Table 3. Summary of Functional Annotation (eggNOG-mapper)
| Feature | Count |
|---|---|
| Total Transcripts Input | 3792 |
| Transcripts with Functional Hits | 2025 |
| Transcripts with GO Terms | 899 |
| Transcripts with Descriptions | 1861 |
The quality of the obtained functional annotation can be evaluated by examining the proportion of transcripts that successfully received functional assignments. Out of 3792 transcripts, 53.4% (2025) received functional hits, and nearly half received specific descriptions. This represents a solid annotation rate for a non-model plant species, indicating that the eggNOG database contained sufficient orthology data to classify the majority of the predicted proteins.
The 1931 transcripts that did not receive description are annotated as 'hypothetical proteins'. This subset consists of two distinct categories. The first category includes genes that did get a hit in the database, meaning their exact protein sequence exists in other organisms in nature. . However, because it didn't get a description, it has still not been established what they do. These are labeled by eggNOG as "DUF" (Domain of Unknown Function). The second category includes genes that received no database hits at all. This occurs because these predicted protein sequences lack significant homology to any experimentally characterized proteins in the reference databases. This high number of uncharacterized proteins is expected in non-model mosses, as they often contain novel, lineage-specific genes or sequences that have diverged so far from their ancestors that standard alignment tools can no longer recognize the similarity.
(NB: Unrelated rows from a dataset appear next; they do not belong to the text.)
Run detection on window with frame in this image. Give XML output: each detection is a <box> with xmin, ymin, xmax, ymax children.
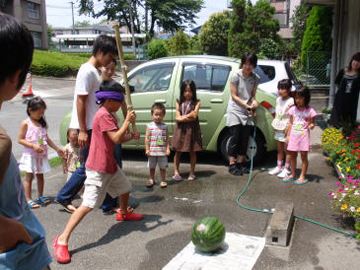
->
<box><xmin>129</xmin><ymin>63</ymin><xmax>175</xmax><ymax>93</ymax></box>
<box><xmin>182</xmin><ymin>63</ymin><xmax>231</xmax><ymax>92</ymax></box>
<box><xmin>26</xmin><ymin>2</ymin><xmax>40</xmax><ymax>20</ymax></box>
<box><xmin>30</xmin><ymin>31</ymin><xmax>41</xmax><ymax>49</ymax></box>
<box><xmin>254</xmin><ymin>65</ymin><xmax>276</xmax><ymax>83</ymax></box>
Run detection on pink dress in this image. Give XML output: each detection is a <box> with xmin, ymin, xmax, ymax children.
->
<box><xmin>19</xmin><ymin>118</ymin><xmax>50</xmax><ymax>174</ymax></box>
<box><xmin>287</xmin><ymin>106</ymin><xmax>316</xmax><ymax>152</ymax></box>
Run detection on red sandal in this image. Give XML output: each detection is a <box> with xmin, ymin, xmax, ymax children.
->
<box><xmin>53</xmin><ymin>235</ymin><xmax>71</xmax><ymax>263</ymax></box>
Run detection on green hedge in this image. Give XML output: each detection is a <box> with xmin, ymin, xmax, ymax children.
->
<box><xmin>30</xmin><ymin>50</ymin><xmax>134</xmax><ymax>77</ymax></box>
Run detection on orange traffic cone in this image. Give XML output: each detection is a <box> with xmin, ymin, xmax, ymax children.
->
<box><xmin>22</xmin><ymin>76</ymin><xmax>34</xmax><ymax>97</ymax></box>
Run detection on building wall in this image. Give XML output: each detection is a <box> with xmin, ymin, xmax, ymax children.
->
<box><xmin>338</xmin><ymin>0</ymin><xmax>360</xmax><ymax>67</ymax></box>
<box><xmin>269</xmin><ymin>0</ymin><xmax>301</xmax><ymax>39</ymax></box>
<box><xmin>5</xmin><ymin>0</ymin><xmax>48</xmax><ymax>49</ymax></box>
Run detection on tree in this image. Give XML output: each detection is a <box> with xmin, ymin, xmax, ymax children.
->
<box><xmin>200</xmin><ymin>10</ymin><xmax>231</xmax><ymax>56</ymax></box>
<box><xmin>79</xmin><ymin>0</ymin><xmax>203</xmax><ymax>36</ymax></box>
<box><xmin>228</xmin><ymin>0</ymin><xmax>280</xmax><ymax>57</ymax></box>
<box><xmin>258</xmin><ymin>38</ymin><xmax>283</xmax><ymax>59</ymax></box>
<box><xmin>301</xmin><ymin>6</ymin><xmax>332</xmax><ymax>67</ymax></box>
<box><xmin>169</xmin><ymin>29</ymin><xmax>190</xmax><ymax>55</ymax></box>
<box><xmin>286</xmin><ymin>4</ymin><xmax>311</xmax><ymax>55</ymax></box>
<box><xmin>147</xmin><ymin>39</ymin><xmax>168</xmax><ymax>60</ymax></box>
<box><xmin>0</xmin><ymin>0</ymin><xmax>11</xmax><ymax>11</ymax></box>
<box><xmin>47</xmin><ymin>24</ymin><xmax>55</xmax><ymax>48</ymax></box>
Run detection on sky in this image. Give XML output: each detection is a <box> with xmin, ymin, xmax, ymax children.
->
<box><xmin>46</xmin><ymin>0</ymin><xmax>257</xmax><ymax>27</ymax></box>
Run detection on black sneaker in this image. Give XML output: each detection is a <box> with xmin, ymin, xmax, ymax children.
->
<box><xmin>236</xmin><ymin>162</ymin><xmax>250</xmax><ymax>174</ymax></box>
<box><xmin>229</xmin><ymin>164</ymin><xmax>243</xmax><ymax>175</ymax></box>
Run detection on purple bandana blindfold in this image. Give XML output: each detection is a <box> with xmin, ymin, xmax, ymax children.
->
<box><xmin>95</xmin><ymin>91</ymin><xmax>124</xmax><ymax>104</ymax></box>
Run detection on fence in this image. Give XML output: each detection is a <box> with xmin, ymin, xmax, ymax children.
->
<box><xmin>301</xmin><ymin>51</ymin><xmax>331</xmax><ymax>87</ymax></box>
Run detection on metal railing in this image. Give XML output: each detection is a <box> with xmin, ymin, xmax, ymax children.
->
<box><xmin>302</xmin><ymin>51</ymin><xmax>331</xmax><ymax>87</ymax></box>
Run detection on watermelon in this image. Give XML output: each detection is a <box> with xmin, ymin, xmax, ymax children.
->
<box><xmin>191</xmin><ymin>217</ymin><xmax>225</xmax><ymax>252</ymax></box>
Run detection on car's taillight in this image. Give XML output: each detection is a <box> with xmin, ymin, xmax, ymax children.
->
<box><xmin>260</xmin><ymin>101</ymin><xmax>275</xmax><ymax>118</ymax></box>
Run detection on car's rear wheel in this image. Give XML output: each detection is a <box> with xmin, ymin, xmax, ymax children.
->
<box><xmin>220</xmin><ymin>128</ymin><xmax>266</xmax><ymax>164</ymax></box>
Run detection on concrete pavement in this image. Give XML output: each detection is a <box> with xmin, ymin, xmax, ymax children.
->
<box><xmin>1</xmin><ymin>77</ymin><xmax>360</xmax><ymax>270</ymax></box>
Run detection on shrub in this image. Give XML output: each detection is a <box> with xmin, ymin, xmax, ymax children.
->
<box><xmin>258</xmin><ymin>38</ymin><xmax>283</xmax><ymax>59</ymax></box>
<box><xmin>148</xmin><ymin>39</ymin><xmax>168</xmax><ymax>60</ymax></box>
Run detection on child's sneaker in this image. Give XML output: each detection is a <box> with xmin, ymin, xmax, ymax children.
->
<box><xmin>116</xmin><ymin>212</ymin><xmax>142</xmax><ymax>221</ymax></box>
<box><xmin>278</xmin><ymin>168</ymin><xmax>291</xmax><ymax>178</ymax></box>
<box><xmin>269</xmin><ymin>166</ymin><xmax>282</xmax><ymax>175</ymax></box>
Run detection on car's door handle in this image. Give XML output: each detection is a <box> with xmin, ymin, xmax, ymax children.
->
<box><xmin>210</xmin><ymin>98</ymin><xmax>223</xmax><ymax>103</ymax></box>
<box><xmin>155</xmin><ymin>99</ymin><xmax>166</xmax><ymax>103</ymax></box>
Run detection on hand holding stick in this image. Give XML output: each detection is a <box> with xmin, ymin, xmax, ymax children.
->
<box><xmin>113</xmin><ymin>24</ymin><xmax>138</xmax><ymax>144</ymax></box>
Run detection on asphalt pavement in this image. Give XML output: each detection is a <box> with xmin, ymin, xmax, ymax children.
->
<box><xmin>0</xmin><ymin>77</ymin><xmax>360</xmax><ymax>270</ymax></box>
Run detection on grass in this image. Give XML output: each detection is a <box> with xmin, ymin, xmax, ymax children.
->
<box><xmin>20</xmin><ymin>157</ymin><xmax>62</xmax><ymax>177</ymax></box>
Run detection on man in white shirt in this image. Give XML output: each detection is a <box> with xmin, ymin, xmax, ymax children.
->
<box><xmin>55</xmin><ymin>35</ymin><xmax>117</xmax><ymax>212</ymax></box>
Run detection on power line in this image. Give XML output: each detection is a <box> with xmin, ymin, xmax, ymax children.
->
<box><xmin>46</xmin><ymin>5</ymin><xmax>71</xmax><ymax>9</ymax></box>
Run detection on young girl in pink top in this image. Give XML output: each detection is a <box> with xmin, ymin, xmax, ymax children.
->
<box><xmin>283</xmin><ymin>87</ymin><xmax>316</xmax><ymax>185</ymax></box>
<box><xmin>18</xmin><ymin>97</ymin><xmax>63</xmax><ymax>209</ymax></box>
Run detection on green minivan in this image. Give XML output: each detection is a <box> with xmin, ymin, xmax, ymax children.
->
<box><xmin>60</xmin><ymin>55</ymin><xmax>276</xmax><ymax>162</ymax></box>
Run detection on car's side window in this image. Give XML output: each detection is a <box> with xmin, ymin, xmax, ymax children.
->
<box><xmin>129</xmin><ymin>63</ymin><xmax>175</xmax><ymax>93</ymax></box>
<box><xmin>182</xmin><ymin>63</ymin><xmax>231</xmax><ymax>92</ymax></box>
<box><xmin>254</xmin><ymin>65</ymin><xmax>275</xmax><ymax>83</ymax></box>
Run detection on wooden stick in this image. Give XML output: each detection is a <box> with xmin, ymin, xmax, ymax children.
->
<box><xmin>113</xmin><ymin>23</ymin><xmax>137</xmax><ymax>132</ymax></box>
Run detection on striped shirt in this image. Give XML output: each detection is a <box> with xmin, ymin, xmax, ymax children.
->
<box><xmin>147</xmin><ymin>122</ymin><xmax>167</xmax><ymax>156</ymax></box>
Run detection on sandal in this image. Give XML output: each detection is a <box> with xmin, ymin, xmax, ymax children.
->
<box><xmin>53</xmin><ymin>235</ymin><xmax>71</xmax><ymax>263</ymax></box>
<box><xmin>172</xmin><ymin>174</ymin><xmax>182</xmax><ymax>181</ymax></box>
<box><xmin>283</xmin><ymin>176</ymin><xmax>296</xmax><ymax>183</ymax></box>
<box><xmin>55</xmin><ymin>199</ymin><xmax>76</xmax><ymax>214</ymax></box>
<box><xmin>28</xmin><ymin>200</ymin><xmax>40</xmax><ymax>209</ymax></box>
<box><xmin>113</xmin><ymin>205</ymin><xmax>134</xmax><ymax>214</ymax></box>
<box><xmin>146</xmin><ymin>179</ymin><xmax>155</xmax><ymax>188</ymax></box>
<box><xmin>37</xmin><ymin>196</ymin><xmax>51</xmax><ymax>205</ymax></box>
<box><xmin>294</xmin><ymin>178</ymin><xmax>309</xmax><ymax>186</ymax></box>
<box><xmin>160</xmin><ymin>181</ymin><xmax>167</xmax><ymax>188</ymax></box>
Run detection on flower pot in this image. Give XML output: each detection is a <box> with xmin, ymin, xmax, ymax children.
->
<box><xmin>334</xmin><ymin>164</ymin><xmax>345</xmax><ymax>179</ymax></box>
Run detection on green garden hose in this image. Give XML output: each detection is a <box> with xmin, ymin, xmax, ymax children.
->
<box><xmin>236</xmin><ymin>124</ymin><xmax>356</xmax><ymax>238</ymax></box>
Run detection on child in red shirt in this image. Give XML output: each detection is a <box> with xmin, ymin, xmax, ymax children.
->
<box><xmin>54</xmin><ymin>81</ymin><xmax>142</xmax><ymax>263</ymax></box>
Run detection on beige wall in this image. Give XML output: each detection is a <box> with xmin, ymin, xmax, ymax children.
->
<box><xmin>6</xmin><ymin>0</ymin><xmax>48</xmax><ymax>49</ymax></box>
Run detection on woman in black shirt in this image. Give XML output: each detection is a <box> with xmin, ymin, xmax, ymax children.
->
<box><xmin>330</xmin><ymin>52</ymin><xmax>360</xmax><ymax>127</ymax></box>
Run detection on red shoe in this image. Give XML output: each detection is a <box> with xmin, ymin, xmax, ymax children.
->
<box><xmin>53</xmin><ymin>236</ymin><xmax>71</xmax><ymax>263</ymax></box>
<box><xmin>116</xmin><ymin>212</ymin><xmax>142</xmax><ymax>221</ymax></box>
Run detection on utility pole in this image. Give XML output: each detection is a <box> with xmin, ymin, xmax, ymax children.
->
<box><xmin>69</xmin><ymin>1</ymin><xmax>75</xmax><ymax>34</ymax></box>
<box><xmin>128</xmin><ymin>0</ymin><xmax>136</xmax><ymax>58</ymax></box>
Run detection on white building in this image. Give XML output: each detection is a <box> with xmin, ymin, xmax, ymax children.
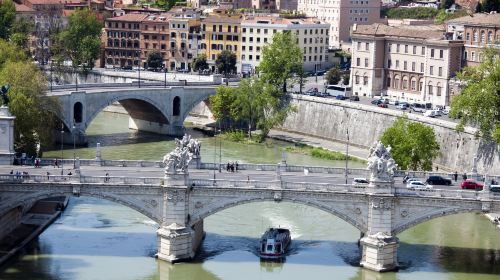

To tackle the problem of hypothetical proteins, several advanced approaches could be applied. Computationally, one could use deep-learning structural prediction tools (such as AlphaFold) combined with structural aligners (like Foldseek) to identify distant homologs based on 3D protein folding rather than raw sequence text. Additionally, running tools like InterProScan could identify isolated functional domains or motifs within the unknown proteins. Biologically, the function of these genes could be inferred through transcriptomics by observing if their expression significantly changes under specific conditions, such as the heat-stress treatments performed in this study.